La organización debe de ser bastante militar porque los niños cuentan que están organizados en batallones y que hacen prácticas para desfilar casi todas las tardes. También hacen simulacros de guerra nuclear y bacteriológica (no confundir) y ejercicios de supervivencia en grupo donde tienen que orientarse con una brújula y buscar su propia comida en el bosque. Según Íñigo ese día es de los que mejor comen porque acaban encontrando muchas frutas y bayas silvestres que están mucho más ricas que lo que les dan habitualmente. De vez en cuando van a un koljós o granja colectiva que hay cerca para ayudar limpiando campos de cultivo. Afortunadamente, no todo es guerra y trabajo. También juegan mucho al fútbol, al voleibol y al ajedrez, otra de las pasiones nacionales. Dos veces por semana proyectan cine al aire libre. Incluso han hecho una obra de teatro musical sobre la conquista de Berlín por las tropas soviéticas. Íñigo hacía de tanque, Mónica de enfermera (creo que era la sex symbol de la obra) y Gervasio de poste indicador donde ponía
«Al Reichstag»
. Estaba un poco disgustado porque dice que siempre le tocan papeles poco lucidos en las obras de los colegios a los que va, pero se consolaba pensando que por lo menos no le habían puesto de soldado alemán, porque a esos los molían a palos en la escena. Qué lástima no haber podido verlos para sacarles una foto.
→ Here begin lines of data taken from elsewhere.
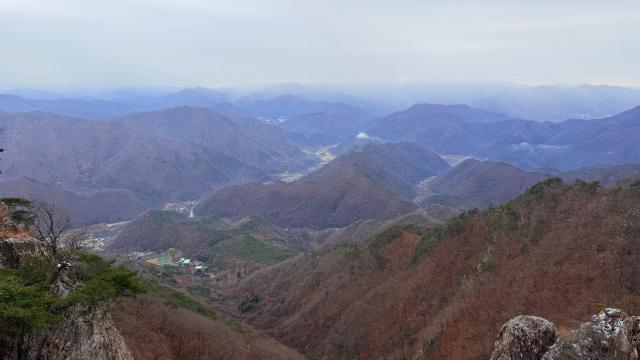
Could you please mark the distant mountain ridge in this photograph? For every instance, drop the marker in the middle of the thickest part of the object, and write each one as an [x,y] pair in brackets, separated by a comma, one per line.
[369,183]
[248,140]
[530,145]
[83,156]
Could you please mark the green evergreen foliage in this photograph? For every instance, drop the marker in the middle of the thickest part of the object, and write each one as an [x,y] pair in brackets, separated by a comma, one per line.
[27,303]
[23,306]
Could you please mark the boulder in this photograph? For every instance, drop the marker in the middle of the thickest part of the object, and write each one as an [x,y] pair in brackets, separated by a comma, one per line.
[610,335]
[524,337]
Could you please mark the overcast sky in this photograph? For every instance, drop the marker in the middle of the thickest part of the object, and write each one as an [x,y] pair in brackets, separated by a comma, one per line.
[112,43]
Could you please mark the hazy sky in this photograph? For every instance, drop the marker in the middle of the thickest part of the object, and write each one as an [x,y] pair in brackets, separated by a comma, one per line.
[110,43]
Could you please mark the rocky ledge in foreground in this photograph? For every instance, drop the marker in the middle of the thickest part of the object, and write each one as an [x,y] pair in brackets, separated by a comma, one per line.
[610,335]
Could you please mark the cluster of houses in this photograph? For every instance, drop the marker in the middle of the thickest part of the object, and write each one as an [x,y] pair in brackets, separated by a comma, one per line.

Cuando llegó la hora de irnos me dio mucha pena tener que dejarlos solitos en aquel enorme recinto rodeado de vallas. Encima de la reja de la entrada había un gran cartel. Tenía un águila dibujada y Luis me explicó que el campamento se llama Arleonak, que quiere decir
«aguiluchos»
. Aquel pájaro con la palabra lager debajo me recordó a otros campos mucho más siniestros de no hace tanto tiempo y sentí un escalofrío de mala madre mientras los niños se alejaban por el camino central del recinto.

Aquel fue el primero de los dos años en los que Mónica, Íñigo y yo estuvimos en el campamento de pioneros. Como solía pasar en ese socialismo con infinidad de castas, los niños, las actividades o el grado de adoctrinamiento no tenían nada que ver de un campamento a otro.